L'ipotesi formulata dalla Direzione generale della sanità non piace all'Associazione. Se si vuole risparmiare "meglio adottare una riduzione delle tariffe di rimborso per tutti i presidi per il diabete, strisce reattive, aghi, pungidito, siringhe, e si otterrebbe un risparmio di 8-10 milioni di euro  annui"

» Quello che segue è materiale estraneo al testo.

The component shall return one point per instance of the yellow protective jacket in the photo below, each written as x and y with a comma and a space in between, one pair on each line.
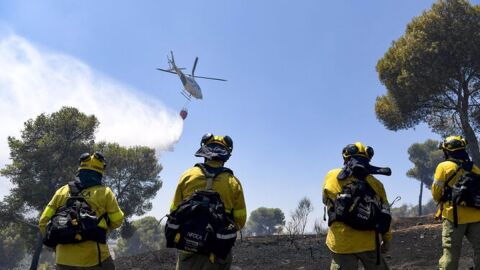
443, 172
227, 185
342, 238
102, 200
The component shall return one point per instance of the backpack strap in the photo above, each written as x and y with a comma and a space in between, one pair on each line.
212, 172
75, 187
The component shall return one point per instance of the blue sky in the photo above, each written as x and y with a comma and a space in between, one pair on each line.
301, 84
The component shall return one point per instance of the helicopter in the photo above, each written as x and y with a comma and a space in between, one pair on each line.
190, 86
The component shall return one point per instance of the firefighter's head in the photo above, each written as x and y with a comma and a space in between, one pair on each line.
92, 162
214, 147
357, 149
454, 147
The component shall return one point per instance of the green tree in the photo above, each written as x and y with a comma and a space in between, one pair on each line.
425, 157
12, 246
43, 159
299, 218
46, 158
432, 73
265, 221
132, 174
147, 237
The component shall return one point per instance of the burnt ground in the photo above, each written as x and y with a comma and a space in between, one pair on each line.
416, 245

Il Fand-Associazione italiana diabetici dice no all’ipotesi formulata dalla Direzione generale della Sanità della Regione Piemonte di adottare uno strumento unico per la misurazione domiciliare della glicemia per i 300mila cittadini piemontesi con diabete; provvedimento che sarebbe inoltre accompagnato da un “ticket” a carico di chi non possa o voglia cambiare il proprio strumento.
 
“Non si risolvono i dissesti della sanità penalizzando ulteriormente i cittadini – ha dichiarato Egidio Archero, Presidente nazionale Fand– si vogliono costringere i cittadini con diabete a misurarsi la glicemia con un unico glucometro, uguale per tutti e salvo rare eccezioni, in spregio alle linee guida delle società scientifiche di diabetologia nazionali e internazionali, che sottolineano l’importanza di un controllo della glicemia effettuato con strumenti adeguati al profilo individuale di ogni persona con diabete. Si potrebbe, invece, adottare una riduzione delle tariffe di rimborso  per tutti i presidi per il diabete, strisce reattive, aghi, pungidito, siringhe, e si otterrebbe un risparmio di 8-10 milioni di euro  annui, utile a contribuire alle riduzioni di spesa imposte alla Giunta regionale dai piani di rientro”.
 
“In Piemonte – ha aggiunto– le strisce reattive costano mediamente il 20% in più rispetto alla media nazionale e lo stesso vale per gli aghi pungidito. Che cosa c’è di così difficile nel ridurre il loro prezzo di rimborso, cosi come hanno fatto altre regioni? Si rendono conto i decisori politici che cosa significhi costringere 282mila persone con diabete, da 0 a 100  anni, a cambiare lo strumento con cui sono abituate a convivere, e quali siano i risvolti negativi di carattere medico e pratico? Una cosa è certa e ben dimostrata nella realtà: cresce il rischio di  peggioramento della malattia, aumentano gli episodi di ipoglicemia, e con essi gli accessi al pronto soccorso e le ospedalizzazioni per gravi scompensi. In altre parole, i risparmi ottenuti con una mano sarebbero poi spesi dall’altra. Tutto questo – conclude – accadrà forse solo perché siamo in Italia, Paese che soggiace alla dittatura dei burocrati e dei Direttori degli Ucas – Uffici complicazioni affari semplici?”.